Haewonryang'ın kolu içgüdüsel olarak titredi ama nedense bunu yapamadı.
“İlk defa sizden rekabetçilik hissettim ve sizi yenmek için çaba sarf ettim. Ama siz
Yeter. Lütfen durun.”
Haewonryang, farkında olmadan Mayuseong'un boynundaki tutuşunu bıraktı ve bir adım geri çekildi.
Bu muazzam güçle, bu dünyada korkulacak hiçbir şey yokmuş gibi hissediyordu. Haewonryang, kendisi de dahil olmak üzere herkesi yenebileceğine inanıyordu.
Ancak onu hala korkutan bir şey vardı. Her zaman hayat boyu rakibi olarak gördüğü birini hayal kırıklığına uğratmaktı.

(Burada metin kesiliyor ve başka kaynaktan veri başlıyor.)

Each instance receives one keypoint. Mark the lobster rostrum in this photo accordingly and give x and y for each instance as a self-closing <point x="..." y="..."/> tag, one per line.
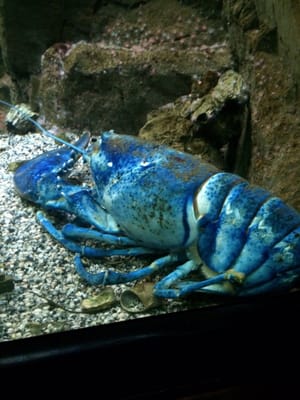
<point x="230" y="236"/>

“Eğer beni bu kadar kolay yenmek istiyorsan… hadi, istediğin zaferi elde et.”
“Ah, ben… ben…”
Haewonryang'ın sağ eli keskin bir şekilde mutasyona uğradı, ancak zihnindeki karışıklıktan dolayı hareket edemiyordu.
“Ölümden korkmuyorum.”
Mayuseong keskin elini kendi göğsüne götürdü.
“Bunun yerine… bir daha asla bahis oynayamayacak olmamız hayal kırıklığı yaratıyor.”

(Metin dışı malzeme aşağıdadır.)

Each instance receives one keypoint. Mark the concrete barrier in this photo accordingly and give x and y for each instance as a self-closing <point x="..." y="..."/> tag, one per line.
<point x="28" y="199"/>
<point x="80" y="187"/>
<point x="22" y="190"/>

Bu kadar bedel ödenerek elde edilen zafer gerçekten tatlı olacak mı?
Ya da daha doğrusu, boş mu hissedecek? Mayuseong ölürse, sonuç sonsuza dek gerçek gücüyle onu asla yenememiş olması olacaktı.
Bu yenilgi serisini sonlandırmak ve gerçek zafere ulaşmak için hayatta kalması gerekiyor.
Ebediyen kaybeden olarak kalamazdı.
Kendini ayakta tutmalı ve bu ayıbı kendi gücüyle yıkamalıdır.
Haewonryang dişlerini sıktı ve “Seni… öldürmeyeceğim.” dedi.
Çünkü onu hâlâ yenemedi.
**Gürültü!**
O anda, tam güçteki büyü tamamlanmıştı. Başlangıçta durumu diyalog yoluyla çözmeyi amaçlamıştı, ancak bir nedenden ötürü Mayuseong bunun yerine bu yöntemi seçti ve oldukça başarılı sonuçlar elde etti.
“Hangi numarayı kullandığını bilmiyorum… ama fırsat şimdi!”
Haewonryang'ın duyguları neredeyse insan benzeri hale geldiğinden, eğer arındırma büyüsünü kullanırsa onu orijinal haline geri döndürebilirdi.
**Flaş!**
Sonunda büyüsü tamamlandı ve ışık zincirleri Haewonryang'ı sarmak üzereydi…
**Çatırtı!!**
Birden,
“Patlatmak!”
“Öf…!”
Her yönden muazzam bir baskı gelmeye başladı.
Büyü tamamlanamayınca üçü de yere diz çöktüler.